Raniere Sabará
Durante essa longa jornada no mundo que damos o significado de vida, venho refletindo sobre os lugares e como eles nos trazem o sentimento de pertencimento ou desnivelamento da construção do nosso “eu”.
Pela parteira de meu ventre, crio vida e a casa se torna o primeiro espaço onde me coloco no mundo. Um lugar no qual chamo de lar por meio de um simbolismo afetuoso. Nas brincadeiras de infância, nos cheiros peculiares dos moveis e alimentos, no encontro dos pés com a terra que se espalha no quintal entre as bananeiras e jabuticabeiras, nasce um olhar inquieto e aventureiro, como uma criança que desbrava o universo na imaginação.
Começo a entender a textura dos objetos. Minha atenção se concentra em cada detalhe de nomes, olhares e gesticulações dos grandes sábios sobre os ensinamentos que a vida pode nos oferecer. E como a vida nos oferece… nos oferece tanto, que dentro desses encontros, sentimos os desencontros.
São desencontros não porque quiséssemos que assim fosse, mas porque os ensinamentos dos nossos sábios já não fazem tanto sentido em meio a construção do “eu”.
O olhar inquieto que queria desbravar o universo, sai da imaginação e, no mundo real, desmitifico todas as sensações e posições ideológicas. Como feito nesse papel em branco, ao transcender e reinventar a cultura de meu povo, crio um universo infinito de significados. (Re) significar.
A casa de minha infância, que me fez sentir o que de fato é o pertencimento, agora se transforma nos espaços que me trazem uma leveza e alegria, como as cócegas me feitas na infância. Nessa casa, me feitiço de tudo aquilo que um dia me neguei a viver.
O som dos instrumentos que na infância tiravam meus pés do chão, agora se firmam no toque da percussão e do violão.
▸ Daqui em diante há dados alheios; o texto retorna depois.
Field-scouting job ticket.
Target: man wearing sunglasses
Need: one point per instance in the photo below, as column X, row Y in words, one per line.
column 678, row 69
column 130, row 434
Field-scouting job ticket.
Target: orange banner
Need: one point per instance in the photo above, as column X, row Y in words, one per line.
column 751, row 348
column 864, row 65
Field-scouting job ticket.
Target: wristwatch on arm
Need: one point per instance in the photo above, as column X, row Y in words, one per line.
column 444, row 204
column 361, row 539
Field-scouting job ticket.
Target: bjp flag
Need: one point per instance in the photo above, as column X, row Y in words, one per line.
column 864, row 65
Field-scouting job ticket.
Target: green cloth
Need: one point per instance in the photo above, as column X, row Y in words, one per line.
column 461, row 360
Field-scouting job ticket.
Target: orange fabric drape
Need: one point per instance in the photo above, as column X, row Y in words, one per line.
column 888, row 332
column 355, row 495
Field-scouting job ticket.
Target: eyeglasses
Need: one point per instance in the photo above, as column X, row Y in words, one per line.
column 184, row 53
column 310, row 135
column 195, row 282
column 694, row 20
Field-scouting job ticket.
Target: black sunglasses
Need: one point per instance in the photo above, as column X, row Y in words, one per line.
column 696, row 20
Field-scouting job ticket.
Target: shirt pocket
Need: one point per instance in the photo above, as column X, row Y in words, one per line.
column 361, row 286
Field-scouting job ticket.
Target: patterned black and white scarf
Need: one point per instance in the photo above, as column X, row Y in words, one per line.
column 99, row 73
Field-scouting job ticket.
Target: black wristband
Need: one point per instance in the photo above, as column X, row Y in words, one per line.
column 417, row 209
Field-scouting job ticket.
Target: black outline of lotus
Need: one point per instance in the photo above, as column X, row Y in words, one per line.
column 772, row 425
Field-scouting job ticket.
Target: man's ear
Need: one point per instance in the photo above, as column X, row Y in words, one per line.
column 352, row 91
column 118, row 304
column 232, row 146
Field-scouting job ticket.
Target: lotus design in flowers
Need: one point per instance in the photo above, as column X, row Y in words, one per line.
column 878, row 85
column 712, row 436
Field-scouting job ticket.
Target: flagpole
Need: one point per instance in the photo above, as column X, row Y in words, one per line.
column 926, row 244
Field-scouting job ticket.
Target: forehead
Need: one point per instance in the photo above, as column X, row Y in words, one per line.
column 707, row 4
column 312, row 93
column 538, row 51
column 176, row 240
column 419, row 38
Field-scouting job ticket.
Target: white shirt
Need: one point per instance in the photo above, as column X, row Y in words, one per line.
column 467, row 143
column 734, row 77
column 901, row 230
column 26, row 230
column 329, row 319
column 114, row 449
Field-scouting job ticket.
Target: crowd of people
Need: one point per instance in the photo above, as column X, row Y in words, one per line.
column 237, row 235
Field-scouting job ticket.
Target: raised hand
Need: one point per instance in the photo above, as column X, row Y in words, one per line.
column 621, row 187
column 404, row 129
A minha voz silenciada nos choros, agora se encontra na posição do selvagem que me habita. Nos pelos pelo meu corpo que afloram meus desejos. No âmago de um grito pela autonomia do meu próprio corpo, como na ciranda de todas as mulheres sábias.
A casa de minha infância, que me fez sentir o que de fato é o pertencimento, agora se encontra no silêncio das ruas de pedra que caminho em meio a solidão. Nos cadeados que se abrem do romantismo que me habita em meio as paixões libertárias. Do copo que se enche naquela cadeira de bar em meio a tantas risadas. Nos calorosos saraus, manifestações e debates que enchem de lágrimas os olhos que me pertencem.
Esse tal “agora” … Em meio a tantas aventuras que me fizeram reencontrar aquela criança que cultivava o sentido da vida ao contar as minúsculas estrelas no céu, digo: não que a casa de minha infância tenha perdido o pertencimento que me habita, mas, nesse novo lugar que chamo de lar, a criança que reencontrei, ressignificou o ato simbólico do que é ser mulher.